David Njitock

Personal information
- Nationality: Cameroonian
- Born: 17 June 1942 (age 84)

Sport
- Sport: Sprinting
- Events: 100 metres, 200 metres

= David Njitock =

Cameroonian sprinter (born 1942

David Njitock (born 17 June 1942), also spelled as David Njitok, is a Cameroonian sprinter. He was selected be the sole Cameroonian athlete to compete at the 1964 Summer Olympics, which would be the first appearance of the nation at an Olympic Games. Njitock was the first Cameroonian Olympian.

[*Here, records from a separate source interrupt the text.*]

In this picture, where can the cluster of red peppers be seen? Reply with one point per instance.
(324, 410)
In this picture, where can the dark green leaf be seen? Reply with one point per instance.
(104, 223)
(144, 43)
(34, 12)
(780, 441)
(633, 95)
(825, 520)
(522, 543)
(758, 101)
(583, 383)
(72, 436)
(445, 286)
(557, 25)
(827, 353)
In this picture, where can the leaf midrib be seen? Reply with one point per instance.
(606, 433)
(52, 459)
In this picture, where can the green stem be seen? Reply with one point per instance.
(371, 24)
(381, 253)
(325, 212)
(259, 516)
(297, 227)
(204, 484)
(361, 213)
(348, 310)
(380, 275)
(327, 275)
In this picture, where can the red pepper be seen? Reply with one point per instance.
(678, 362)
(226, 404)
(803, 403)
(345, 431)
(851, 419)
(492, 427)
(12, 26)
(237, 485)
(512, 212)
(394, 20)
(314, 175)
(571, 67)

He competed in the heats of the men's 100 metres and men's 200 metres. He placed sixth in the heats of the former while fifth in the latter, not advancing to the finals. He did not medal though he later broke his personal bests in the event some time after the Summer Games.
==Biography==
David Njitock was born on 17 June 1942. He was selected to compete for Cameroon at the 1964 Summer Olympics in Tokyo, Japan. It would be the nation's first appearance at an Olympic Games, making Njitock the first Cameroonian athlete to compete at an Olympic Games.

Njitock first competed in the heats of the men's 100 metres on 14 October. He raced against seven other athletes in the sixth heat. He ran in a time of 11.1 seconds and placed sixth; he did not advance to the final. The eventual winner of the event on the following day was Bob Hayes of the United States. During an interview after his race, he remained positive: "Just to compete in the Olympic Games was the thing from my point of view."

He then competed in the heats of the men's 200 metres two days later. He raced against seven other athletes in the third heat. He ran in a time of 22.5 seconds and placed fifth; he did not advance to the final. The eventual winner of the event on the following day was Henry Carr of the United States. Some time after the 1964 Summer Games, he broke his personal best in the 200 metres with a time of 21.8 seconds. Two years later, he broke his personal best in the 100 metres with a time of 10.6 seconds.